California probably moves more water within its boundaries than any other political entity in the world. A key component of the state's water distribution system is the Sacramento-San Joaquin Delta. The decrease in land-surface elevation of artificial islands and tracts within the Delta is generally attributed to the draining of peat-rich wetlands and the subsequent disappearance of organic material through oxidation, wind erosion and other processes. This anthropogenic subsidence is of great concern because it increases pore pressure on the levees that surround the islands and tracts. Failure of Delta levees will have serious economic and social consequences not only locally, but for the entire state of California. However, the anthropogenic subsidence is superimposed on natural geologic subsidence that, for the most part, has received little attention in risk assessments. Ages for basal peat deposits in cores at 18 sites within the Delta indicate that peat formation began about 6500 years BP. At most sites the basal peat is about 9 meters below current sea level. Global sea level curves suggest that about 6500 years ago, sea level was only 3 meters below current sea level. Because peat is generally assumed to form at or slightly below sea level, the most reasonable interpretation of the data from the basal peat deposits is that about 6 meters of natural geologic subsidence has occurred in the Delta over the past 6500 years. A subsidence rate of about 1 meter per 1000 years agrees well with estimates deduced by Shlemon and Begg (1971) from the present depth of tilted, older alluvial fans in the Sacramento Valley. These observations have profound implications for the assessment and mitigation of risk in the Sacramento-San Joaquin Delta.
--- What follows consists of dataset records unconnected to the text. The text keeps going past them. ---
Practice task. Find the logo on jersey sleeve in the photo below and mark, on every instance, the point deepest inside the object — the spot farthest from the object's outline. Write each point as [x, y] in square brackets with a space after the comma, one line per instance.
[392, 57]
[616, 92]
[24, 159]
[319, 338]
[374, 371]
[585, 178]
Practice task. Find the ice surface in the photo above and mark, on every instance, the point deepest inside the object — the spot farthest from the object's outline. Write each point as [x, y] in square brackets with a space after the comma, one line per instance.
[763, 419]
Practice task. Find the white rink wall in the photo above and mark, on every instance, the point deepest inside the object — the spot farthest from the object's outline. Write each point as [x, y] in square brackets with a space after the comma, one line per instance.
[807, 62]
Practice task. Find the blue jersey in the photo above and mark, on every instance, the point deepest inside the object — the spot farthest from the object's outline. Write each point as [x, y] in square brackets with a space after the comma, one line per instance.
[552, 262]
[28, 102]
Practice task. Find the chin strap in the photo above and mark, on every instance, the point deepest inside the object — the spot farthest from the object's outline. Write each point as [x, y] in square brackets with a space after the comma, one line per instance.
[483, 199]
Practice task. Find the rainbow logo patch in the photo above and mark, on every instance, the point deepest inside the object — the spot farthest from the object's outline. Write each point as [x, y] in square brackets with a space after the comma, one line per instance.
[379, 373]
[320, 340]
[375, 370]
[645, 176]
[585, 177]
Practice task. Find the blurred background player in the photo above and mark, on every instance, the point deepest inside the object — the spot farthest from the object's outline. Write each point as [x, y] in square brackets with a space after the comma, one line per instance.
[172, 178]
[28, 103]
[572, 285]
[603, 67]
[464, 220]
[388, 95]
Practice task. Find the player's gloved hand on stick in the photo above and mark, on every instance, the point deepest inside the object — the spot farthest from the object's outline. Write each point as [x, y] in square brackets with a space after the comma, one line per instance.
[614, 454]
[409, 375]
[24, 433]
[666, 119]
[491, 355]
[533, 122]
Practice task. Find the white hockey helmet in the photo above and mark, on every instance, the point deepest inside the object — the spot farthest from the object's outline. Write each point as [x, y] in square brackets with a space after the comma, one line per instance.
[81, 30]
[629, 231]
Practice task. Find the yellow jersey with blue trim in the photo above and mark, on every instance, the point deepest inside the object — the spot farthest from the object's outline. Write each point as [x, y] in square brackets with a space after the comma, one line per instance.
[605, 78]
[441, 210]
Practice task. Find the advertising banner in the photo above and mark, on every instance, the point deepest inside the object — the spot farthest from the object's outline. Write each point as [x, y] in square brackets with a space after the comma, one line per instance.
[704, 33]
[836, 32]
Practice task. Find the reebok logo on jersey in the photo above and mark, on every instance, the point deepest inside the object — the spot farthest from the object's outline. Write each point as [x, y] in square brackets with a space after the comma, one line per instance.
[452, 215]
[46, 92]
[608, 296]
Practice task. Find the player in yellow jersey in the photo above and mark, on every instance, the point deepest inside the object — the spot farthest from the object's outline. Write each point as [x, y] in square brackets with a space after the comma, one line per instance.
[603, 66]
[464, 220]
First, the rate of geologic subsidence is comparable to the recent rate of sea level rise due to global climate change, and because these effects operate in concert, stress increase on Delta levees may well be twice as rapid as has been assumed. Second, on-going geologic subsidence coupled with relative tectonic stability to the west of the Delta suggests that an active north-south, fault trends through the region. And finally, glacial-interglacial cycles, imposed on the long-term geologic subsidence, likely led to the formation and burial of thick layers of older peat that could significantly affect the seismic response of the region.